The key feature of the crumpled graphene sheets is that the nanoscale channels, i.e. the free space between the deformed sheet regions, act as so-called ‘electrical hot spots’. These hot spots were vital to the high sensitivity of the device because these channels were found to trap RNA and DNA molecules, while not being as selective to other molecules. In many other sensors, it is the opposite, where the other molecules present in a patient’s blood serum sample have more desirable interactions with the sensing surface than the DNA/RNA does.

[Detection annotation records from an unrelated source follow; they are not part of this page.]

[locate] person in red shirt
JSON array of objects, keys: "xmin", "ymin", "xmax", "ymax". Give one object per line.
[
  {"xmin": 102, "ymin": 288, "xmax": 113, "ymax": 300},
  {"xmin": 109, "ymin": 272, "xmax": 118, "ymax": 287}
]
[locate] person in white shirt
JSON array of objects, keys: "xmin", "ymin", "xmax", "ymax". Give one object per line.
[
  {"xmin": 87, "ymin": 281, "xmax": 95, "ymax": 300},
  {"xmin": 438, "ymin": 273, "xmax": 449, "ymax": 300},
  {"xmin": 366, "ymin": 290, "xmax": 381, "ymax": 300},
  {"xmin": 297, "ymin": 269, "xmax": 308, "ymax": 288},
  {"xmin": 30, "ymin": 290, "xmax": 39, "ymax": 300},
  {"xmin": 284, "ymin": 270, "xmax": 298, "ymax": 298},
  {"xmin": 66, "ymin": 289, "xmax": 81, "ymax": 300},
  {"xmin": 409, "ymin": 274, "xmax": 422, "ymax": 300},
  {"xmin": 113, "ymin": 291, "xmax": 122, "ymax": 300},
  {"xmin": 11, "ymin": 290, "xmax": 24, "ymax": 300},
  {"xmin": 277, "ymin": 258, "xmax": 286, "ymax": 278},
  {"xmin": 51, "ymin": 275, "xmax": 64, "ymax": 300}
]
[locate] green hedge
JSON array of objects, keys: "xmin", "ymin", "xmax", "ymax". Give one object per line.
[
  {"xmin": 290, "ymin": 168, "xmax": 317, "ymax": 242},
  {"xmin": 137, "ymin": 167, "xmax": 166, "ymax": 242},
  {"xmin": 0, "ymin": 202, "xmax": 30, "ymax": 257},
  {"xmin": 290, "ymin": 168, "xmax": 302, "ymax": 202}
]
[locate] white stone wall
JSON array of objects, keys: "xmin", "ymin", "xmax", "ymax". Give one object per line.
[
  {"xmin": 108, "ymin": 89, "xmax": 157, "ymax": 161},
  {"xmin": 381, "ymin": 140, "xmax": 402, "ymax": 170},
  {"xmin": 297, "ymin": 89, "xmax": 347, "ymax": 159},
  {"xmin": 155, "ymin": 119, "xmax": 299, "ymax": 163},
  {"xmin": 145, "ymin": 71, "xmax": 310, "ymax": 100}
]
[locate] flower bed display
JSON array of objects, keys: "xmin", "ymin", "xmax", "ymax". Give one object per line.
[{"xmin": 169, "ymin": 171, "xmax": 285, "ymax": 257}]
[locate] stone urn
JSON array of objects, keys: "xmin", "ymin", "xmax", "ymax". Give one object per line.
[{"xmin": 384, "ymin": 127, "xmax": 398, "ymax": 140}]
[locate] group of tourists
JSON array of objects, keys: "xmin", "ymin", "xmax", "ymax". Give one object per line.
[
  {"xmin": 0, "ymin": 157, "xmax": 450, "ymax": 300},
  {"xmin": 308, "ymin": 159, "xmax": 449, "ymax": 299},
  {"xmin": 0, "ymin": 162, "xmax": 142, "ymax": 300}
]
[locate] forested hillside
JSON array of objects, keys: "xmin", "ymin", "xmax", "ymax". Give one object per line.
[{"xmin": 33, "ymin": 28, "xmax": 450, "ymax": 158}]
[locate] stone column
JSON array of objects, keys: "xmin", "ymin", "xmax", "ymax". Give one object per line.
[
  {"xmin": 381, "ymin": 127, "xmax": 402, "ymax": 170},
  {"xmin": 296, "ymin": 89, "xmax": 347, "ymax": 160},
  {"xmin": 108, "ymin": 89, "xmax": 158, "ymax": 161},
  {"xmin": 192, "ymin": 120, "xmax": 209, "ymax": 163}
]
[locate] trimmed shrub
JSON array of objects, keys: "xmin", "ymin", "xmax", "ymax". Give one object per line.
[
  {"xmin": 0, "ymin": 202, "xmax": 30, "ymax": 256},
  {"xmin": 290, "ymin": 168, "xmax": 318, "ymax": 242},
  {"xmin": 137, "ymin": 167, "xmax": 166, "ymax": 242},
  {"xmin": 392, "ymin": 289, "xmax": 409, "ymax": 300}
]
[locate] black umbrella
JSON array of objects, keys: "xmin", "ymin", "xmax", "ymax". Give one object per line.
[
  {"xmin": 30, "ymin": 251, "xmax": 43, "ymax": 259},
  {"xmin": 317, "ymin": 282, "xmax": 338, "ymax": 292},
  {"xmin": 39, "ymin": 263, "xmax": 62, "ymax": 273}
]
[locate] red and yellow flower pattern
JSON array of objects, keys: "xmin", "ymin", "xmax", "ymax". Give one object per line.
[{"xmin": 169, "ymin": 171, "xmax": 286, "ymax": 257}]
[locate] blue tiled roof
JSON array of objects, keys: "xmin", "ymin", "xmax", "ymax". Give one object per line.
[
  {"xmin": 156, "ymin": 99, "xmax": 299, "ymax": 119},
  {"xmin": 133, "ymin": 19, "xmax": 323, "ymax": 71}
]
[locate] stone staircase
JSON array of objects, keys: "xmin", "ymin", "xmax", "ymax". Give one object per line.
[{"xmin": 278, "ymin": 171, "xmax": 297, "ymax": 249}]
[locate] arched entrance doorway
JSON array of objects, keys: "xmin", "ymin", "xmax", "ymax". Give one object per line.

The reason for such an affinity to DNA and RNA over other molecules lies in the different electronic properties that the crumpled graphene sheet possesses, as well as increased residence time in the channels compared to other molecules. The change in electrical properties comes from the extra strain that the crumpling process induces on the sheets. This in turn causes the graphene sheet to have an electrical bandgap (something which it normally doesn’t have) and the creation of bandgap makes it more sensitive for detecting and interacting with the electrical charges on the surface of DNA and RNA molecules.
This recent discovery has a lot of potential because it can identify the nucleic acids without needing to amplify the number of molecules in the sample. This is something that could save a lot of time and manpower and could make the whole detection process a lot easier than is currently available. It appears that while graphene has been making a lot of inroads as a biosensing platform, this is one of the most significant to date, as the potential is there for it to be made into a portable and rapid diagnosis device.